個人事業主たまに非正規で会社勤めだった私がコロナ禍でのトラブルをバネに正社員就職して、経理総務の責任者に。勤め先の経営状態も、規模も賃金もけっして恵まれているとはいえず、社内でトラブルがないわけがありません。
あいかわらず一時間ぐらいのサビ残もある。
経営者も癖があり、管理職の皆さんは文句を呑み込んでコツコツ働く人の好い方ばかり。得意先には横暴な顧客もいて、外注のひとは納期がたまにずれたり品質に問題があったりもする。日々のストレスは溜まります。
けれども、私がその仕事にしがみついているのは、ひとえに、専業個人事業主では得られないものがあるからーーそれは社会的信用。名刺ならば好き勝手な屋号をつけたり、偽名だったり、うさんくさいなんとかクリエイターだとかスペシャリストだとか名乗ってもOK。国家資格も、学歴も、過去の職歴もいりません。ユーチューバーや作家に小学生でもなれるのと同じです。

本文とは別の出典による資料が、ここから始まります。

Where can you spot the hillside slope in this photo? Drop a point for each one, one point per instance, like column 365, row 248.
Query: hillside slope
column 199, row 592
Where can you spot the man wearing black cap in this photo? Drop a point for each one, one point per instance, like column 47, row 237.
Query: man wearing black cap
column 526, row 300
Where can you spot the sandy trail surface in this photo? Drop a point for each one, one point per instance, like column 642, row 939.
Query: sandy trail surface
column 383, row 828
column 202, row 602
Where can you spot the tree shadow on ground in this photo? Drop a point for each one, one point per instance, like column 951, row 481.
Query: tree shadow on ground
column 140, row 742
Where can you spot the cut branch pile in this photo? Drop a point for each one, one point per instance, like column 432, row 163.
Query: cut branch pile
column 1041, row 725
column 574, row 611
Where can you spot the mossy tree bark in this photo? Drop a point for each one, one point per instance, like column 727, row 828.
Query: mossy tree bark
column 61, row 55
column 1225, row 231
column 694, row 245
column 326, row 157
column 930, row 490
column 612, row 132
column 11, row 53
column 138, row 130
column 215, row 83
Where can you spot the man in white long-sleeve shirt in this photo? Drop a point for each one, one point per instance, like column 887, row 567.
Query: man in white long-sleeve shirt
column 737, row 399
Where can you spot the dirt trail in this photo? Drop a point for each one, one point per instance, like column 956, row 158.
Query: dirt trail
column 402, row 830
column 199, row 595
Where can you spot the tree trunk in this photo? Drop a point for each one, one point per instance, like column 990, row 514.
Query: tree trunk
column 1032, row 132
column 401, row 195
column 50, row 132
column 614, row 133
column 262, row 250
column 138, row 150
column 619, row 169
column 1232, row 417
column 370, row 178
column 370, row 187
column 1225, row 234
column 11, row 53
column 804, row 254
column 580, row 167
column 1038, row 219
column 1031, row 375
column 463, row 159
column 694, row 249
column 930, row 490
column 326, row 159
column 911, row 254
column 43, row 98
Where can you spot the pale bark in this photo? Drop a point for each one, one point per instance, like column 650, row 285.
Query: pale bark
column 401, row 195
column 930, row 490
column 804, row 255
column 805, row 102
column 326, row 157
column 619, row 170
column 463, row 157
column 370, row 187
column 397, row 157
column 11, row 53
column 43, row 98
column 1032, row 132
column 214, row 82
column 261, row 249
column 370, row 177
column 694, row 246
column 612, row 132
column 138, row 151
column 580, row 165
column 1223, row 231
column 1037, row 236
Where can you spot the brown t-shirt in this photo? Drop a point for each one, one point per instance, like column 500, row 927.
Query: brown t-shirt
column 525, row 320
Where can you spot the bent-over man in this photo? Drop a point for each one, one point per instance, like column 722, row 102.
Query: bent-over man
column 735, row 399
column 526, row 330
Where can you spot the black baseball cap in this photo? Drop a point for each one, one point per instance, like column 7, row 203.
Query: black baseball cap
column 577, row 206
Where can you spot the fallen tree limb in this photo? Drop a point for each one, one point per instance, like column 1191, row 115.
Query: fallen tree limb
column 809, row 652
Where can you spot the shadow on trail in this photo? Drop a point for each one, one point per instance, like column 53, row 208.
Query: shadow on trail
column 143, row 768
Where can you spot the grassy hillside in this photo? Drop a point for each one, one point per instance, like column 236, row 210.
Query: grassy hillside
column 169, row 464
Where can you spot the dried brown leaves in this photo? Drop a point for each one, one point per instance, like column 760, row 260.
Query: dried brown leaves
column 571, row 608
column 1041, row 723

しかし、勤め先の名前が入った健康保険証があること、金融機関の支店長や取引先の経営者や営業マンにその会社の顔として挨拶をすること、代表者印はじめとした印章を管理できること。就業規則などをはじめたとした重要な社内文書にアクセスできる権限があること。なにより、賞与があり、昇給があり、よほどのトラブルがなければ解雇にされないこと。こうした精神衛生上の安定感は、私のこれまでのキャリアではなかったものでした。
私の後に入社した方は総務としてのフォロー体制がいいのか、ベテラン組と比べますと素直で、きちんと挨拶もしてくれます。離職率を下げて優良人材をなるべく定年もしくはそれ以後の雇用延長でも確保するのが、総務の私の務め。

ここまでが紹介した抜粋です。